He recalled how they played games all day—first in their minds, then by making dice from bread—how they read to each other and talked endlessly about literature. In the end, the guards told them they were to be put back in solitary because they talked to each other too much.
“A few weeks is holdable, but as months pass it becomes very hard,” Vandecasteele told the audience. “You have zero control of your life and are completely dependent on the will of the guards for sunlight, phone calls, food, and everything.”
Being in a fully lit room with no window also meant the prisoners lost their sense of time, which was the first step toward breaking their minds and souls. Then come other “techniques,” such as taking away the few hard-won books they had “just for fun” or constantly demanding them to confess to the charges for which they know they could be killed the next day.
The worst is what the other guest, Bernard Phelan called “quiet torture,” a “typical Iranian technique,” which is a system of building up hope by telling prisoners they are to be released only to shatter them days or weeks later.
“Time is of the essence. The longer Johan stays there the more he will be affected by it. Not only today, but in his future,” he added.
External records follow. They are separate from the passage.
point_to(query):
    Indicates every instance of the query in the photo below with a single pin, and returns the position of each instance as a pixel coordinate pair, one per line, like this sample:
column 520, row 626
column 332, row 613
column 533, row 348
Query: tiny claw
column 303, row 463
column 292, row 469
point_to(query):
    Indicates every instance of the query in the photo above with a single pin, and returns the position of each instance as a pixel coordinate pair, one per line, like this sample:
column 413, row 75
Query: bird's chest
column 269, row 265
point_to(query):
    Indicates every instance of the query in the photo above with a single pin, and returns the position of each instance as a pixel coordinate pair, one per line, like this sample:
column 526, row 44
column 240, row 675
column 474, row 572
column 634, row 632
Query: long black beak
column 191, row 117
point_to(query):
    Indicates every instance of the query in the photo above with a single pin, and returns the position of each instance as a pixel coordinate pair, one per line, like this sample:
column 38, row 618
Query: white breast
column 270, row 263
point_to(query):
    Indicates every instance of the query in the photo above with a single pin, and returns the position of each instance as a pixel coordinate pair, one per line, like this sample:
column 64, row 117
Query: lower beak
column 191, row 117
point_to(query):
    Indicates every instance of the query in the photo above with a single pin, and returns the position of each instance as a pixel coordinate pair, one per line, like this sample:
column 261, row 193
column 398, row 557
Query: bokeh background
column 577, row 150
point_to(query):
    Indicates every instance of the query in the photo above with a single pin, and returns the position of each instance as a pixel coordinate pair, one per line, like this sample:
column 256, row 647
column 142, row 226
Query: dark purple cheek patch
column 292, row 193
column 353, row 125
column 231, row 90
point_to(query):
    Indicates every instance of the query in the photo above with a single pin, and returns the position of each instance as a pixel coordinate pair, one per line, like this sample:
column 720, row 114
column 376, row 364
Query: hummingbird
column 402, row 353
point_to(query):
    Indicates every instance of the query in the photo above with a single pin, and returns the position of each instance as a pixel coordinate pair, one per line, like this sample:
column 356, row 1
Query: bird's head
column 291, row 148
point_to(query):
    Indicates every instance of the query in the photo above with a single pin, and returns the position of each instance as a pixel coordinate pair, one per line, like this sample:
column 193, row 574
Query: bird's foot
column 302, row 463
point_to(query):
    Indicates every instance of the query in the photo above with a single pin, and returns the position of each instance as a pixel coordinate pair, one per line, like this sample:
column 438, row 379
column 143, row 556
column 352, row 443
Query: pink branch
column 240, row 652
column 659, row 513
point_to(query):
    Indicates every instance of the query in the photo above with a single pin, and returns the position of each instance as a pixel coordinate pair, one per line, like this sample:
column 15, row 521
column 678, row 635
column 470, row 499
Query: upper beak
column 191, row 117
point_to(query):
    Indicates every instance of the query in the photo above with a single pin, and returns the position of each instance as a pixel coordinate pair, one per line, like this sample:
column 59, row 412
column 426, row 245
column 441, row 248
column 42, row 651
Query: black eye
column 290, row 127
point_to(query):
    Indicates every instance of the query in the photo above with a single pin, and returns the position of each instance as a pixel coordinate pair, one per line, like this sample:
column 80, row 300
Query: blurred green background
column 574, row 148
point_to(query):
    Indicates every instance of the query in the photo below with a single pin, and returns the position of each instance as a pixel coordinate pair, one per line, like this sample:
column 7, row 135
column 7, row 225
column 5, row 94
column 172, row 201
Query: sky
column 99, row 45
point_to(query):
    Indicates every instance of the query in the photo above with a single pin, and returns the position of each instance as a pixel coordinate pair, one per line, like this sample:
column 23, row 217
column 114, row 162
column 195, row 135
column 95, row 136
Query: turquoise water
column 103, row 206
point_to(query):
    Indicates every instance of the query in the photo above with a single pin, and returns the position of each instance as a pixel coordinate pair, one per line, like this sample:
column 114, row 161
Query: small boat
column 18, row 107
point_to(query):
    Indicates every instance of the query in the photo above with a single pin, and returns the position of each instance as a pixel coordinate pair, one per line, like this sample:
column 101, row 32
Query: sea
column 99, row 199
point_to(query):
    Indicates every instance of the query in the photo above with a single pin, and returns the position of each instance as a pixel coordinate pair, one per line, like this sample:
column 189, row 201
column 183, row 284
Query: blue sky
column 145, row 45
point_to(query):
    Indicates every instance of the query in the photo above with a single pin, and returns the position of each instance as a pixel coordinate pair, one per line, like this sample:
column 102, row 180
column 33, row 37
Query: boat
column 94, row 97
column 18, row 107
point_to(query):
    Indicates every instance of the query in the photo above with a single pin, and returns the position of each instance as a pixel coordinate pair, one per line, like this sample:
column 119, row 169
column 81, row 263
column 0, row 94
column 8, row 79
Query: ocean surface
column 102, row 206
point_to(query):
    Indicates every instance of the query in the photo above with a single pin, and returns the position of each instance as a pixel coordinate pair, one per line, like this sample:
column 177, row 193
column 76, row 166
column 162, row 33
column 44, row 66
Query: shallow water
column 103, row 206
Phelan, an Irish tourist guide spent “only” eight months in Iranian captivity, just because he happened to have his French passport with him instead of the Irish, and the Iranians were out shopping for a Frenchman that day. He got out relatively early because of the massive public mobilization by his family as well as the relentless diplomatic efforts of the Irish government—something that seems lacking in Stockholm in the case of Floderus.
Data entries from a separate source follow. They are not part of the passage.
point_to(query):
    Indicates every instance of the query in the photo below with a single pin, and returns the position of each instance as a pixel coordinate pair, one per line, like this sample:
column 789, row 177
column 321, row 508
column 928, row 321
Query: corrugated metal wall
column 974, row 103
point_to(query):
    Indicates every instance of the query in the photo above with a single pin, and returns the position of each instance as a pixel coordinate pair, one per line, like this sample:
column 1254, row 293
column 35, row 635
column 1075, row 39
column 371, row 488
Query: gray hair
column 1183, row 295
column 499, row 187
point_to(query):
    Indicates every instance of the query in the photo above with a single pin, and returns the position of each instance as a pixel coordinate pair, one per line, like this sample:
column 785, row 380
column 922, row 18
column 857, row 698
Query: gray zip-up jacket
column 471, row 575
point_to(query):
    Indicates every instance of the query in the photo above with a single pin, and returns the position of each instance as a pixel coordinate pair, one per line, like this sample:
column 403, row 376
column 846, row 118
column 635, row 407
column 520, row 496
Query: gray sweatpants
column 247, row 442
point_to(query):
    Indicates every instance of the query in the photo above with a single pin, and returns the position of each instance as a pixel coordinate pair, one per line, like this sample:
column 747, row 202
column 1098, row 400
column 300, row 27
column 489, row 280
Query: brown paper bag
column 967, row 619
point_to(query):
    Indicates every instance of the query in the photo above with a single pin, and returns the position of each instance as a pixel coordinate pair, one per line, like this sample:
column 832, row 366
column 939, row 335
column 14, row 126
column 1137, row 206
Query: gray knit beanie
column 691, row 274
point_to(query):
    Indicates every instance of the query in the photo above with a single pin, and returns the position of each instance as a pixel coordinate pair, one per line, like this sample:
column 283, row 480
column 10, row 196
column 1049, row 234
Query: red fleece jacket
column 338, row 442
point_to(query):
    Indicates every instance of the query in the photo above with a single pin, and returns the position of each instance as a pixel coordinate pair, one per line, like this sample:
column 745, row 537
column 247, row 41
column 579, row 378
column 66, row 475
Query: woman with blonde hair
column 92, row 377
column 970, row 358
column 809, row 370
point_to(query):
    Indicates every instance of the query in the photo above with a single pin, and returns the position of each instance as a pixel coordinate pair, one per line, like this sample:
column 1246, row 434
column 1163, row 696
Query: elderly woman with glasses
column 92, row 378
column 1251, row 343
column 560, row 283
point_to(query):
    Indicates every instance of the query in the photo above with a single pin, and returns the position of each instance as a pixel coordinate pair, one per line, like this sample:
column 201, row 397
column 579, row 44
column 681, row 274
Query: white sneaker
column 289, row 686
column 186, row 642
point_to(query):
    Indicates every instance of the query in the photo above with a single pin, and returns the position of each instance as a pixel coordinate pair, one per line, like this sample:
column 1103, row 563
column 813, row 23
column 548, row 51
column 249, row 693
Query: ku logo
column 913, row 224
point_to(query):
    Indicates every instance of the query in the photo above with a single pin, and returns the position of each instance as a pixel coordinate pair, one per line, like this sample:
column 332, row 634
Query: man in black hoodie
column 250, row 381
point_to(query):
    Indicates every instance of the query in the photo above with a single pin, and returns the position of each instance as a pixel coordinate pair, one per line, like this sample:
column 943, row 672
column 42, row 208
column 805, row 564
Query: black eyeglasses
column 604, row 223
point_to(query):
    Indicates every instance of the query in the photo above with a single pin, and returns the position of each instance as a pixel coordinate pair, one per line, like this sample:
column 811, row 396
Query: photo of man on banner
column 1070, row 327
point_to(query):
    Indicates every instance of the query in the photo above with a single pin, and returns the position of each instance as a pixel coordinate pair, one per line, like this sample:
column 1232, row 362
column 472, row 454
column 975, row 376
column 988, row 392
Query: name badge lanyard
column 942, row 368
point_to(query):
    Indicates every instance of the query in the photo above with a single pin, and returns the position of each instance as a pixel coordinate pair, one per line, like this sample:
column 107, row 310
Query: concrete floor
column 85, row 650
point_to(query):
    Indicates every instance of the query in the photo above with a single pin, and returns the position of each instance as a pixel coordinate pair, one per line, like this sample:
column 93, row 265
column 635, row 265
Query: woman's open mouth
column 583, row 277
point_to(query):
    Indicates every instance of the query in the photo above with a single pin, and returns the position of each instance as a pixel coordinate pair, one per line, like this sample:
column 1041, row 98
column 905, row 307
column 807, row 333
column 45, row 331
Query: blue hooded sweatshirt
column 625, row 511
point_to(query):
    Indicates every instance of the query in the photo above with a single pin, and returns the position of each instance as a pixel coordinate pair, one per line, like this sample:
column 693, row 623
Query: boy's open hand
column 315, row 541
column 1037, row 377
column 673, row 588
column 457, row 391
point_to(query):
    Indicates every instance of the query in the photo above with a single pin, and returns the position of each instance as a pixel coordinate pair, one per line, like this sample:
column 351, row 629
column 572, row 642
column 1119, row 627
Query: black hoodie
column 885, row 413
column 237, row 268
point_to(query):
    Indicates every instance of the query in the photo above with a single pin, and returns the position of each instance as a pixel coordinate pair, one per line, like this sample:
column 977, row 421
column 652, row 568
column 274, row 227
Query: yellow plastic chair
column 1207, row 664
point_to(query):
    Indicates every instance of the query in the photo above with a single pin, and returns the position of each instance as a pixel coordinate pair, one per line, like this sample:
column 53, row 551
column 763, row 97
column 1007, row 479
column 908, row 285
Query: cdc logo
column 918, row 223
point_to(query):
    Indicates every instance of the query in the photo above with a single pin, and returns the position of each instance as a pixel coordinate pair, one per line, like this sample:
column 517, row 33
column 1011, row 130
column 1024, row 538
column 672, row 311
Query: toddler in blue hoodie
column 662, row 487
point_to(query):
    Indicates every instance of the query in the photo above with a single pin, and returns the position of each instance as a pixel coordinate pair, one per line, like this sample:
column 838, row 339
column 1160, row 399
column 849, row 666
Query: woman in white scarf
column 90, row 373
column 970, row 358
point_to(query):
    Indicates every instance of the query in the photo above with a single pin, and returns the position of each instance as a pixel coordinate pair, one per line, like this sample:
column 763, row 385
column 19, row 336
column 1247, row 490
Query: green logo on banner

“They [Swedish and EU diplomats] should suspend any dealing with Iran, and be more blunt and say there is a roadblock, called Johan,” Phelan said. “Iran is very transactional, the EU should be too, in certain cases.”
Both former prisoners agreed that the only thing that’s even more important is loud and relentless public support. Not only because it will eventually force the authorities to step up their game and bring back Floderus, but also because it “literally keeps him mentally alive.”
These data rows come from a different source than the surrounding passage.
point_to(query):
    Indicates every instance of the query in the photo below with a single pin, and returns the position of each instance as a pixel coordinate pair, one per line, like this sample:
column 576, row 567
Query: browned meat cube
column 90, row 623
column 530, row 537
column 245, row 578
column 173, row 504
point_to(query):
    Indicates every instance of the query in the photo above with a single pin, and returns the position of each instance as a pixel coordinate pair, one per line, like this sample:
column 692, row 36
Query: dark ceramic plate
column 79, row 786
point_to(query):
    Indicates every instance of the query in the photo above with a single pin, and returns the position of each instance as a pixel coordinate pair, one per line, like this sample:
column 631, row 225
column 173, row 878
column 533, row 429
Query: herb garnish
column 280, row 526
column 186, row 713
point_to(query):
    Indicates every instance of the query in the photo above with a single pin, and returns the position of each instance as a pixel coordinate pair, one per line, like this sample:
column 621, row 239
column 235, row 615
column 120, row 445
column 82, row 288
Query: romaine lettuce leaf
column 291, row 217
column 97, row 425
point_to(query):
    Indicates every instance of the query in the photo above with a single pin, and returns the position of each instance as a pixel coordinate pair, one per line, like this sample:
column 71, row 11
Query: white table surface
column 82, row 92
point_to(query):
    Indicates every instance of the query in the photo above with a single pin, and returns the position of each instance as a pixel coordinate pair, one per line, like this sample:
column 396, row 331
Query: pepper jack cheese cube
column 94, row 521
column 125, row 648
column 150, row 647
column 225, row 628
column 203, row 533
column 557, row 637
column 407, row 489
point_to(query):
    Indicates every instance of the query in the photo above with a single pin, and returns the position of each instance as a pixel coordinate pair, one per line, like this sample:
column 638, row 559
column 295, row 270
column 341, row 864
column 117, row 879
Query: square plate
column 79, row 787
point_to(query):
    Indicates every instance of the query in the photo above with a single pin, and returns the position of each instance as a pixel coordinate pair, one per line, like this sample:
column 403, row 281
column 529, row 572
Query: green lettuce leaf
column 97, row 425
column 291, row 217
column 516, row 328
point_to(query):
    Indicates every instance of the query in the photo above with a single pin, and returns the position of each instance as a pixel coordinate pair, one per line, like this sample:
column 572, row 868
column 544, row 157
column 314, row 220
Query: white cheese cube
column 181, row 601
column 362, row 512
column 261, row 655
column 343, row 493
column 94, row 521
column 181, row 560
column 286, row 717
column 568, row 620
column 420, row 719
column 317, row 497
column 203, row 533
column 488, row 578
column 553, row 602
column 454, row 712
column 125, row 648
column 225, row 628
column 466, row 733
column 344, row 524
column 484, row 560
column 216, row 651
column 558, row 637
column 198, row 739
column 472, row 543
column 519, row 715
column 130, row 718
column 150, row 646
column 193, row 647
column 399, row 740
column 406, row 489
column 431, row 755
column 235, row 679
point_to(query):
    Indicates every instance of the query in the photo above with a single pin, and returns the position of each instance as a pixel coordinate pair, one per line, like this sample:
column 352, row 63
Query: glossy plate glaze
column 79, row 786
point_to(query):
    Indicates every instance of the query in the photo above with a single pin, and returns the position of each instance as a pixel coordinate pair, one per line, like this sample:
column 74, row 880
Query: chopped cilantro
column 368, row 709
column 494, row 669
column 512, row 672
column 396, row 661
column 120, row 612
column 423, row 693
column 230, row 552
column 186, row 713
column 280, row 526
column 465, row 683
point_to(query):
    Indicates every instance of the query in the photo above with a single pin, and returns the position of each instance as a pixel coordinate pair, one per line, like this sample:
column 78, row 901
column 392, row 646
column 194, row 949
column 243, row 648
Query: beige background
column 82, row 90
“The only thing they can’t take away is knowing that there are people doing things for you, this is what keeps you going,” Vandecasteele said.
But as both speakers’ cases demonstrate, the louder the public campaign, the quicker someone is freed. That’s where anyone can come in. The organizers stressed that every signature, hashtag, tweet, share, flier, or sticker counts, as well as every person who shows up to their events.
On April 17th, the anniversary of Floderus’ imprisonment, the campaign team will organize large public vigils in Stockholm and Brussels, in front of the Swedish embassy. It was similar vigils that eventually resulted in Phelan and Vandecasteele being released, and the campaign team hopes they will finally break the ice with this one in the case of Floderus too.